Sometimes when I start writing a blog post I have no idea of the core idea I want to communicate, and so I leave the title blank. The act of writing helps distill my idea and it’s at that point a title emerges.

But not this time. In this moment, as I sit writing, I know the core idea I want to communicate and so the title is easy. Plus, I’ve been thinking about this for over a week now and that thinking has acted as a distillery.

Over a week ago I saw this on my Facebook feed.

we-only-live-once-snoopy-wrong-we-only-die-once-43819656

I remember being struck by the sentiment because we mostly hear ‘you only live once’ as an exhortation to make the most of things.

I’m currently, with lots of support from others, developing an ethics unit and am constantly on the lookout for case studies, resources, stories of ethical misconduct in the financial services sector (which is not hard to find at the moment), but when you search online for something, you enter into a rabbit warren of ideas and perspectives and views and things the internet believes you might be interested in.

One of those things was an interview Charles Wooley did earlier this year for 60 Minutes. I don’t ever watch 60 Minutes, but on this occasion, when the video was in my ‘Up next’ menu in YouTube,  I decided to watch it because I was interested in who Charles Wooley was interviewing: Ricky Gervais.

The interview opened with them both walking through a cemetery and at one point, Gervais says something like, “you don’t exist for billions of years, and then for 70 or 80 years you do, and then you don’t”.

It’s a cosmic view of life – a long-range look – one that perhaps brings a different perspective to our lives.

And as I sat thinking about his comment, Carl Sagan’s video ‘Pale Blue Dot’ sprang into my mind.

Consider that dot … on it everyone you love, everyone you know, everyone you ever heard of, every human being who ever was, lived out their lives … on a mote of dust suspended in a sunbeam. ~ Carl Sagan

I could feel the confluence starting – ideas beginning to merge.
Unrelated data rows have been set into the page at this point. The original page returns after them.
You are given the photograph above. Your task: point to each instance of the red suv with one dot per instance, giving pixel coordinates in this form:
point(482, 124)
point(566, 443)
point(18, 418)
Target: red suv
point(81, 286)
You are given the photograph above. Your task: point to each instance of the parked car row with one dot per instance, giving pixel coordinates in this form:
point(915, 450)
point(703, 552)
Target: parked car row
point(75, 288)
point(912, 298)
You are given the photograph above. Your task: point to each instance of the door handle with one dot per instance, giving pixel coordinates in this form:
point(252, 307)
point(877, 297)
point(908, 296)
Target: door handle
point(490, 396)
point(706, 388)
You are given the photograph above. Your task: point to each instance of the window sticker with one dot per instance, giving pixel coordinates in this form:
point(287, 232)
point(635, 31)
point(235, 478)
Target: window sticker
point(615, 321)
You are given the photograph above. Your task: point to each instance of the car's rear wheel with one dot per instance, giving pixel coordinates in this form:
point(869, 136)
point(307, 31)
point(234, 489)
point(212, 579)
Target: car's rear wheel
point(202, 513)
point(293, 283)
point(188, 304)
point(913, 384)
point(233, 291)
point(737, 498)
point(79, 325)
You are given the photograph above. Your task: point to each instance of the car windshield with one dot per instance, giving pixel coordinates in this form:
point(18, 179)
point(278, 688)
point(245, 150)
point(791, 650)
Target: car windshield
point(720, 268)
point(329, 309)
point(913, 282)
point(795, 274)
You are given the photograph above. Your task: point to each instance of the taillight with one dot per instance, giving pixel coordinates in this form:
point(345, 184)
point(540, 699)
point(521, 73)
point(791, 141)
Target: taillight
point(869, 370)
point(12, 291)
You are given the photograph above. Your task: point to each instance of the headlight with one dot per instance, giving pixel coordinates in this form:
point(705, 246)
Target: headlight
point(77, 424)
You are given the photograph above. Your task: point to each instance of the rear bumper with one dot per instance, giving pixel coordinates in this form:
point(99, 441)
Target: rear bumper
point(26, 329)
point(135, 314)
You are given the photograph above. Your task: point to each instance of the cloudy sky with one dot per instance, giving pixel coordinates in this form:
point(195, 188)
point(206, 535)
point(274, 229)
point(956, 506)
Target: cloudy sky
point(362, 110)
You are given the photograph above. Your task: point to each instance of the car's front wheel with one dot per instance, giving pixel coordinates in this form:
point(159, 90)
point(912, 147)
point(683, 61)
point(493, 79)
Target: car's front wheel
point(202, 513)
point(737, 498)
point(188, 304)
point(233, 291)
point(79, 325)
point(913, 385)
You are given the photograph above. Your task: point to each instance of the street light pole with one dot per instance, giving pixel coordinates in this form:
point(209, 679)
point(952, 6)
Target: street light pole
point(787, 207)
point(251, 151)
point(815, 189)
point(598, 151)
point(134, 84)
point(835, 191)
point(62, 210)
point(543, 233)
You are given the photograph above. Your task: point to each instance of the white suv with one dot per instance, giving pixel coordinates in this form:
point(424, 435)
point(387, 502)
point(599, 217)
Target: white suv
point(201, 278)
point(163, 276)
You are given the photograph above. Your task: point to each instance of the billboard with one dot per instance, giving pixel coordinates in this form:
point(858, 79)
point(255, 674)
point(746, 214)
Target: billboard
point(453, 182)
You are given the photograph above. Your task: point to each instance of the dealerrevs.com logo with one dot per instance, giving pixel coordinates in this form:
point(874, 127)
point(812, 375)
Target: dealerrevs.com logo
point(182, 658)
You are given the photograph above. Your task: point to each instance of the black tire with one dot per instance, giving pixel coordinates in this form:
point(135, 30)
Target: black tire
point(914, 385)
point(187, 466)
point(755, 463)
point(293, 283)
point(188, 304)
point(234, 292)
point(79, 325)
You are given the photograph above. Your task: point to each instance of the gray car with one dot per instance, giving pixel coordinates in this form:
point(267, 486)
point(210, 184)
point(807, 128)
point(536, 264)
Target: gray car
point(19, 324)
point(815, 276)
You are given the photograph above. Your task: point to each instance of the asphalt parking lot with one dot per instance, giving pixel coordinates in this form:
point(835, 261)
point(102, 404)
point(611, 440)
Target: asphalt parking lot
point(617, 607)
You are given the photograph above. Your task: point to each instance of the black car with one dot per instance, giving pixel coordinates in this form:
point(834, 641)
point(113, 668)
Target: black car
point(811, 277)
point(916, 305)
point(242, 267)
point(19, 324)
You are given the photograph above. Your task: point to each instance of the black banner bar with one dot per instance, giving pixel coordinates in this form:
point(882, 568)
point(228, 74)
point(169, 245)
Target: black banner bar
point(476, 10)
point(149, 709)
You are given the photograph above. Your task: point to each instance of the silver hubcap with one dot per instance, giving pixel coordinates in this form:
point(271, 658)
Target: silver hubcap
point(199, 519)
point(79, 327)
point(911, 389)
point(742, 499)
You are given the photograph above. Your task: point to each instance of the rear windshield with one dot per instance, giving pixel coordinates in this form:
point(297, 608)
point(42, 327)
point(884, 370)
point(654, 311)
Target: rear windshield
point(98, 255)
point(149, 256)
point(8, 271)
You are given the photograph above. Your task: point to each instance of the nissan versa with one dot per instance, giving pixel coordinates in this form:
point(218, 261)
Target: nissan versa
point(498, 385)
The idea that we don’t only live once, we live every day of our lives.

The idea that we’re here for such a small part of all time.

The idea that we’re all together, on this one tiny planet.

How am I living each day? How am I making the most of the opportunities my being here allows? How am I caring for others and for the only planet we can currently call home?

I don’t have answers; I rarely do.

But the questions are a starting point.

A confluence has to start somewhere and it may as well be here, as I sit, musing from the cold.